Figure 6 Biological evaluation of plasmas sprayed titanium implants in vitro and in vivo. The left panel shows in vitro osteoblast cells’ adhering, migrating and ingrowth on the plasma sprayed titanium porous coating under a scanning electron microscope. The right panel shows osseointegration of new bone–titanium interface under a fluorescent microscope. The plasma sprayed functionally porous graded titanium coated samples were placed into a dog femur. At eight weeks after implantation, the new bone was not only directly in contact with the implant, but also grew into the interconnected pores and formed mechanical interlocking, thereby enhancing the fixation of implants with bone. Yellow indicates new bone; black indicates titanium.
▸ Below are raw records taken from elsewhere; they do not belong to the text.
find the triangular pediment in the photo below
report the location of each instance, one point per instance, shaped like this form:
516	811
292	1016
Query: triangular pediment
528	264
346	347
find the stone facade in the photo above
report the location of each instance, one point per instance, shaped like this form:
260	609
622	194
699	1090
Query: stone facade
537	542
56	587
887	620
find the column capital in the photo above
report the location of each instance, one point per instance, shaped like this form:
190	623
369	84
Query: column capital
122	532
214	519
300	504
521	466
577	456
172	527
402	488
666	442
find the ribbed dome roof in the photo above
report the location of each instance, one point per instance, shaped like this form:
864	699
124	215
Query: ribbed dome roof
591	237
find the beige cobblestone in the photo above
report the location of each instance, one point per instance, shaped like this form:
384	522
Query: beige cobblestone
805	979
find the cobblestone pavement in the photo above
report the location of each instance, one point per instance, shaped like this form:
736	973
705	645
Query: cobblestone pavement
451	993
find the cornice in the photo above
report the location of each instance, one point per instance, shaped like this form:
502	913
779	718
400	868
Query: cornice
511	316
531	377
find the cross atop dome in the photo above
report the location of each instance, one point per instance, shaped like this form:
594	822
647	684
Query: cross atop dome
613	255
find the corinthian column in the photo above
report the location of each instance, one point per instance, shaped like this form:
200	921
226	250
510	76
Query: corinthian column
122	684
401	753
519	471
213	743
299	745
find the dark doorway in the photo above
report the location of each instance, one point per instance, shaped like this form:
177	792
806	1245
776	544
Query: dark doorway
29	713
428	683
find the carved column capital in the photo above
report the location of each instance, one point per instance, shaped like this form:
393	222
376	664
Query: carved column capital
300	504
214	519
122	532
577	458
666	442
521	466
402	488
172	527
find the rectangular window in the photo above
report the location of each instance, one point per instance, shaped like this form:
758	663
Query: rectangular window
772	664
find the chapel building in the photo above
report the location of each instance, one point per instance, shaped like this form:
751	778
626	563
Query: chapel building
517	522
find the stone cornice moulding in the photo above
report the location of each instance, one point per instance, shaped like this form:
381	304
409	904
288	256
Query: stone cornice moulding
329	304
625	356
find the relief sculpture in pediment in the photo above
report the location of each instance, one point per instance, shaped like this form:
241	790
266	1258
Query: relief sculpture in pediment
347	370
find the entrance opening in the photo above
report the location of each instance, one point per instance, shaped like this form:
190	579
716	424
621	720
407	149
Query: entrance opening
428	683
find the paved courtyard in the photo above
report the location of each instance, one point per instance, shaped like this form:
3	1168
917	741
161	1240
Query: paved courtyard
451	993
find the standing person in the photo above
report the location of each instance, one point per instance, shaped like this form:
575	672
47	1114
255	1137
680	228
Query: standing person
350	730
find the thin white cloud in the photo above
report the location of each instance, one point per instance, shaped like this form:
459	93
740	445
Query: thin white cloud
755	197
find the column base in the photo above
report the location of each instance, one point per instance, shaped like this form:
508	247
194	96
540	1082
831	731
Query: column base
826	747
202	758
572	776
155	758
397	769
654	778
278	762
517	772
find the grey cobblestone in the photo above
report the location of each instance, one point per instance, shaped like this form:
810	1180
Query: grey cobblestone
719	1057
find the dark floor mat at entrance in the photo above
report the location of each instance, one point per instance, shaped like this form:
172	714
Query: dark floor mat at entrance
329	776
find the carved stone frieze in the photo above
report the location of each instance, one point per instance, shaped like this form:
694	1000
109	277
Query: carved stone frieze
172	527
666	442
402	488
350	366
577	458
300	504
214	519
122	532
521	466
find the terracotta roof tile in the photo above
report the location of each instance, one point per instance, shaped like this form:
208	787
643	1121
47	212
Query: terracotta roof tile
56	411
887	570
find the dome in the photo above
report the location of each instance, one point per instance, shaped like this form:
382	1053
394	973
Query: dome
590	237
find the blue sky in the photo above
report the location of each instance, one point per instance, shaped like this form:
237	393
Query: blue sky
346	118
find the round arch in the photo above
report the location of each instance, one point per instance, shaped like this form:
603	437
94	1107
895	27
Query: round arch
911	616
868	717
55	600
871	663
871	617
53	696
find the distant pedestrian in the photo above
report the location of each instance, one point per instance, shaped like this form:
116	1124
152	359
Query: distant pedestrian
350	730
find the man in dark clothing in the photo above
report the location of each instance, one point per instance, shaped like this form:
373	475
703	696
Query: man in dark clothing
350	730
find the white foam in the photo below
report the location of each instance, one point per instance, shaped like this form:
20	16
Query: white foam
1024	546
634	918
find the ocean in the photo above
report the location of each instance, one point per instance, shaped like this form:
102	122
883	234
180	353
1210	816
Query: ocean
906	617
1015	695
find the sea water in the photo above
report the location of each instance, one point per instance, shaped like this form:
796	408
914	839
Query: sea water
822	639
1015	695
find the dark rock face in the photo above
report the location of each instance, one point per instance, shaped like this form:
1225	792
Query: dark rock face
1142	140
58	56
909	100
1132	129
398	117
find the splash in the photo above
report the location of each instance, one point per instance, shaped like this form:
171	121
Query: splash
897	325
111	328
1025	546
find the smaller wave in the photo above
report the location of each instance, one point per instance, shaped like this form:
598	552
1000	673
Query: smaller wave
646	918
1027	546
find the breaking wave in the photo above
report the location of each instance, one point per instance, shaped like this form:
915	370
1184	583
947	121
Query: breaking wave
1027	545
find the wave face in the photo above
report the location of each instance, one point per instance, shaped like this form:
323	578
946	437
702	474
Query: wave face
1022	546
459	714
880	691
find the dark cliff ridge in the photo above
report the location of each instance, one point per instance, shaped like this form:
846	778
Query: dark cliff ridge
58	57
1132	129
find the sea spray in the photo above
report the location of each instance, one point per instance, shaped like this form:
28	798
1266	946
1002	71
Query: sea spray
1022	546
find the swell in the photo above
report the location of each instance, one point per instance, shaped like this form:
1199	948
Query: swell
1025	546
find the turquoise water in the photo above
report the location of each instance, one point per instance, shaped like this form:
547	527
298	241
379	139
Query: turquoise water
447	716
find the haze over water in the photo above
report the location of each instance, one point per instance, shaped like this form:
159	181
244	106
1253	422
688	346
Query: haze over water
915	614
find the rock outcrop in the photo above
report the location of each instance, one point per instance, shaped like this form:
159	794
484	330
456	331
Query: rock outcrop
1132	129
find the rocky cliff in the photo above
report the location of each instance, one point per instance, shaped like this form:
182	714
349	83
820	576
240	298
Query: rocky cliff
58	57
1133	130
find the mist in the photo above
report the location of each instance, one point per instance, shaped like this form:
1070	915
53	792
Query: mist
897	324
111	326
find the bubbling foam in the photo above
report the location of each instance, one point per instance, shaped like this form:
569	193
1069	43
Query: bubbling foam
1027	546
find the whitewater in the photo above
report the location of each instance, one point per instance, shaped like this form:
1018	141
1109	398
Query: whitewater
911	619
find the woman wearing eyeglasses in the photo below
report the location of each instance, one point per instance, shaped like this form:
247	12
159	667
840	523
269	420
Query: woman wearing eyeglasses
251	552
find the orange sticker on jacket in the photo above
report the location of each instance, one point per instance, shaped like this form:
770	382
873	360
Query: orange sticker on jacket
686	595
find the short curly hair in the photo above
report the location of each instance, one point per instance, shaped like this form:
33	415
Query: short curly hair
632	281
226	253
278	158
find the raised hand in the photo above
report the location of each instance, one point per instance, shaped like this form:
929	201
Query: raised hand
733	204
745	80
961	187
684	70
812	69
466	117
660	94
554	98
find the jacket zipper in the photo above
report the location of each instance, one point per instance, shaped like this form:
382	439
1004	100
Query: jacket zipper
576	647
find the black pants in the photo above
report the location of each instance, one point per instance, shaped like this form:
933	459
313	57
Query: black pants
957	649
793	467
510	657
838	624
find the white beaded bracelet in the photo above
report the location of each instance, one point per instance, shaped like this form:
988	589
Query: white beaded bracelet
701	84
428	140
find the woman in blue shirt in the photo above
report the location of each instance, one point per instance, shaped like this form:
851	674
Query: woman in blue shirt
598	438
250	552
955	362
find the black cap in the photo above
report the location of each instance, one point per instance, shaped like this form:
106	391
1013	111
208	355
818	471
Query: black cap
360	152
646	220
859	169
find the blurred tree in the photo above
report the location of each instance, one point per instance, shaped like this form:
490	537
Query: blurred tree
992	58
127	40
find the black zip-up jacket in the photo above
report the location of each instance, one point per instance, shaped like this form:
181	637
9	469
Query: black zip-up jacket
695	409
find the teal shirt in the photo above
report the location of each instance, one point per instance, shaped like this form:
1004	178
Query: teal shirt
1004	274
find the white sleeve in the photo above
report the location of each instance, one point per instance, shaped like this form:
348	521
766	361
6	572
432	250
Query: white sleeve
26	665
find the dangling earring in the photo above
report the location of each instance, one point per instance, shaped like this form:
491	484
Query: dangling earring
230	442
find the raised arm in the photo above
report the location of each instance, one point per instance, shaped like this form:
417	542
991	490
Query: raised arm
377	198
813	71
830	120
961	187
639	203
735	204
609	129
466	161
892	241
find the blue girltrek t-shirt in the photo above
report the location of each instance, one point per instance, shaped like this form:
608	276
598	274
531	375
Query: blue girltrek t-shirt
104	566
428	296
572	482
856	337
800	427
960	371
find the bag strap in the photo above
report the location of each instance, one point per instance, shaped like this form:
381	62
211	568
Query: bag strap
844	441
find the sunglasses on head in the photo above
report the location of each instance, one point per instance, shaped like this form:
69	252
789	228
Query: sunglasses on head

3. Naturally based novel biomaterials for cancer treatment
We are interested in developing naturally based novel biomaterials for improving the efficacy of cancer treatment and reducing side effects. Glioblastoma is the most common malignant tumor of the nervous system in adult humans. The survival rates of patients have not changed in the past 30 years because high grade gliomas mostly recur locally. Therefore, local therapies combined with surgical intervention are an ideal approach to improve the efficacy of treatments. These methods administer drugs directly into the brain, bypass the blood brain barrier (BBB), and deliver the drugs in a concentration-dependent manner. Some clinical studies have demonstrated that local chemotherapy delivered by polymer carrier significantly prolongs the survival time of patients. Currently we are developing a novel naturally based ellagic acid-chitosan composite that is safe and highly efficacious for an improved local chemotherapy.
Figure 7 Fluorescence images of GFP (green fluorescent protein) tagged rat C6 glioma in nude mouse right flanks on the 5th and 21st days after tumor inoculation. The chitosan-ellagic acid composite significantly inhibited the tumor growth in a mouse flank model. (A) tumor-bearing control group; (B) chitosan carrier control group; (C) chitosan-ellagic acid experimental group. The arrows indicate the tumors.